Sunday, 8 July 2012

SQL Azure performance optimization

Database tuning is continuous and iterative process. It involves identifying the bottlenecks, find their cause, apply resolution and check if resolution works as expected.  QL Azure is same database engine as on premises SQL Server, most of the things apply equally on SQL Azure as well.

In order to make use of tools like SQL profiler it is always good idea to create and perform initial optimization using on premises instance and later move to SQL Azure. It might save a lot of time and cost.
It is always good idea to create performance baseline before starting up performance optimization task to measure the effectiveness of optimization.

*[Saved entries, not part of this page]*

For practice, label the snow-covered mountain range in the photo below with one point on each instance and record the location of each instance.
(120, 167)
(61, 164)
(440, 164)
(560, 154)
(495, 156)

For on premises database we focus on various areas as listed below.
1) Database design
2) Query design
3) Configuration setting
4) Hardware and software administration.
5) Database backup

In case of windows azure apart from first two items, other have become less relevant for performance tuning. These first two points are the area where best results are achieved in performance tuning . Which is also shown in figure below.



1) Database design:- Following is checklist for database design for better performance

a) Database design start with applying normalization and create highly normalized databases. These databases are good for write performance. Once we are done with normalization and ready for performance optimization phase, de normalization is applied appropriately to improve the performance.
b) Separate OLAP (Online Analytical processing ) and OLTP( Online transaction processing workloads.
c) Apply entity integrity constraints – this enable optimizer to come up with better query plans.
d) Apply domain and referential integrity constraints – similar to above it helps query optimizer.
e) Choose appropriate data type.
f) Use indexed views in de-normalization.

g)      Create indexes and follow index best practices : -

I.            Use narrow column for indexes.
II.            Use columns with high selectivity for indexes.
III.            For composite index use leading column with high selectivity.
IV.            Design indexes based on the where clause in queries.
V.            Use index covering with include clause.
VI.            Create clustered index very carefully since every non clustered indexes are based on the clustered index.

2) Query Design :- Following is a list of various items which should be kept in mind while designing queries.

a)      Avoid arithmetic operator and functions in where clause.
b)      Ensure no implicit type conversions.
c)       Adopt best practices for reusing the execution plans.
d)      Adopt best practices for database transactions.
e)      Eliminate or reduce overhead of  database cursors.
f)       Evaluate alternate to temp tables.

Above guide lines should help to stay streamlined.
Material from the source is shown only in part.